He is the sixth of 15 children; his family is originally from the Chicago area and moved to Vermont from Connecticut. A graduate of Christendom College in Front Royal, Va., he was ordained a priest of the Diocese of Burlington in 1987.
 
When he was building his tiny house, Father Williams had many “untypical” visitors who stopped not only to see what he was doing but to talk about everything from faith, heaven and hell to their personal lives. The project was a way for him to be available to people in an informal way, not during office hours.
 
The tiny house – with its interior painted in light green and light blue with birch tree decals on one wall -- is now on a parishioner’s property in Springfield, and the priest goes there from time to time on days off.

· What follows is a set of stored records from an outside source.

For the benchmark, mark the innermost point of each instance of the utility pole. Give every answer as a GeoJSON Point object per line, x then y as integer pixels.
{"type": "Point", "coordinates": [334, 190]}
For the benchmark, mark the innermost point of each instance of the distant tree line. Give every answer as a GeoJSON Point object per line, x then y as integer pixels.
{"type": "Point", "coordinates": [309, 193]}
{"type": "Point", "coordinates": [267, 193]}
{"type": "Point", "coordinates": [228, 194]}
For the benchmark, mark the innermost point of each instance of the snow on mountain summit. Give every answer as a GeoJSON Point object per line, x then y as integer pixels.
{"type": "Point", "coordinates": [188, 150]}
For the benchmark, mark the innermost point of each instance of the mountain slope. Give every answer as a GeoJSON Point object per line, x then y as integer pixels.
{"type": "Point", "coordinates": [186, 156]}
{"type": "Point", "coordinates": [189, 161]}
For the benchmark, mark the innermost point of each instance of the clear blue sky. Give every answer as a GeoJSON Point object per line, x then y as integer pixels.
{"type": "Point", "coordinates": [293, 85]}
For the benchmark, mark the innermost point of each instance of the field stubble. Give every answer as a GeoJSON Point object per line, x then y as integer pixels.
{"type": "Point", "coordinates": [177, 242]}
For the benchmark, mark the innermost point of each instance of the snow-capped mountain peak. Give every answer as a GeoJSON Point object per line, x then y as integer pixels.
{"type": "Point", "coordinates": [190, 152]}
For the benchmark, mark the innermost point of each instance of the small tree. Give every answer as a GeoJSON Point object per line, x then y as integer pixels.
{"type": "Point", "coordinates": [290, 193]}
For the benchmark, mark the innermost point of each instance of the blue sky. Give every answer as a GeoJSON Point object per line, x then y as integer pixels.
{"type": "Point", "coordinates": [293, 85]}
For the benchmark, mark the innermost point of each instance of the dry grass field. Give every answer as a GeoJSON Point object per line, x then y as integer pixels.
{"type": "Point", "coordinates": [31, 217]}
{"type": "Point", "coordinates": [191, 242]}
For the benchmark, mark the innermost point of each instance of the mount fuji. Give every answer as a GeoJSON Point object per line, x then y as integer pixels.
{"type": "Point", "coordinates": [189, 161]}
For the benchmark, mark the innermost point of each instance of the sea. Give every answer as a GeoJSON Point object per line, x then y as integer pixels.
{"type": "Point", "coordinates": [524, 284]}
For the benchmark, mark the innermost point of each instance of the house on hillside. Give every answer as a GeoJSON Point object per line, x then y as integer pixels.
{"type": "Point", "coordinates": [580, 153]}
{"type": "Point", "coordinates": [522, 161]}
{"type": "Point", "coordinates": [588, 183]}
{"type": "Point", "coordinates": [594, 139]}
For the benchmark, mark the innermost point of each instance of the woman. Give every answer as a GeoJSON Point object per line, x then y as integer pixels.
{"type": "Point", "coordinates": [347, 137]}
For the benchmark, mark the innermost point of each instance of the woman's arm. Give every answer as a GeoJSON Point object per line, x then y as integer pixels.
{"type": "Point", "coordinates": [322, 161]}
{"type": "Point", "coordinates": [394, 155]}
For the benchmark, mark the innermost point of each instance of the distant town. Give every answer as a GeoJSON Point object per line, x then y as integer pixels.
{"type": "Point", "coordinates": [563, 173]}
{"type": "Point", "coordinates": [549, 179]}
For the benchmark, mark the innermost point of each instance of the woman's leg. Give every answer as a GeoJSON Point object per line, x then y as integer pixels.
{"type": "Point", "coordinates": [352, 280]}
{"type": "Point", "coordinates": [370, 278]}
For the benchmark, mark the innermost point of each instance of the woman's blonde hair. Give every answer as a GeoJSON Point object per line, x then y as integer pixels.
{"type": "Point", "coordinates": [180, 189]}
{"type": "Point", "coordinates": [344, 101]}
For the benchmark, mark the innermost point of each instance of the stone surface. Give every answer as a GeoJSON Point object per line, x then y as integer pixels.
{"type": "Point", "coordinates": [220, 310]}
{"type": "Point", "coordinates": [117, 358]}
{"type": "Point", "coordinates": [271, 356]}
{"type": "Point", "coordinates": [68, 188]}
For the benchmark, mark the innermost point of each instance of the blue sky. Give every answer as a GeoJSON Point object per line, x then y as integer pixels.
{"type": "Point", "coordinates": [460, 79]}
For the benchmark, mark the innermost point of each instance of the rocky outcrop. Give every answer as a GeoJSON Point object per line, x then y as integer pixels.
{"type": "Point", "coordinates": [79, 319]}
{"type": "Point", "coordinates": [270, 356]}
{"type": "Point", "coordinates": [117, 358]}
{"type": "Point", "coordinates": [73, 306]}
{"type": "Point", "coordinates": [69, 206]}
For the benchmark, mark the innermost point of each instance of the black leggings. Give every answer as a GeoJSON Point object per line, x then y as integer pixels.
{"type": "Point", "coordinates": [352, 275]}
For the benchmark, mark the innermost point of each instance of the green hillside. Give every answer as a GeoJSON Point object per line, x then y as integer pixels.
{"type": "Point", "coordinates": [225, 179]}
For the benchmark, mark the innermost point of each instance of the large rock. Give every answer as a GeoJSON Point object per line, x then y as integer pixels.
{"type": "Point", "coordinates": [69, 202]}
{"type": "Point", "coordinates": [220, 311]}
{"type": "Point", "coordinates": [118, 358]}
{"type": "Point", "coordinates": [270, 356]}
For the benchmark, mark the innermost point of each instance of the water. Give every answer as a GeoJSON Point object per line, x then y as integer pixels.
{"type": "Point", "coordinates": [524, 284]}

Staying in it, he said, “is like staying in a luxurious hotel room.”
 
It’s perfect for him: comfortable, peaceful and simple.
 
“I’d love to use it more, but it doesn’t fit into my life right now as much as I thought it would,” he said.
 
Last summer he built a camper on a trailer he can pull with his small Chevrolet Colorado pickup truck. “You need a really big truck to pull the tiny house,” which weighs about 12,000 pounds, he said.
 
Building his own house gave him a greater appreciation for tradespeople like carpenters, electricians and plumbers. “We really need people who know how to build things,” he said. “And they have a greater appreciation for me because I was willing to build my own house.”
 
Having practical skills “grounds you,” he added. “There is a lot of peace from working with your hands. You realize the value of labor.”
 
He enjoys watching television programs about tiny houses and especially likes the clever ideas for ladders to lofts and for storage.
 
When Father Williams built the tiny house, it was not his intention to focus on using less energy, but he likes that he spends only about $100 a year on energy costs for it, with its limited use. “It’s practical wisdom that if you don’t need to use a lot, don’t,” he said. “There is something about that that is very attractive to me.”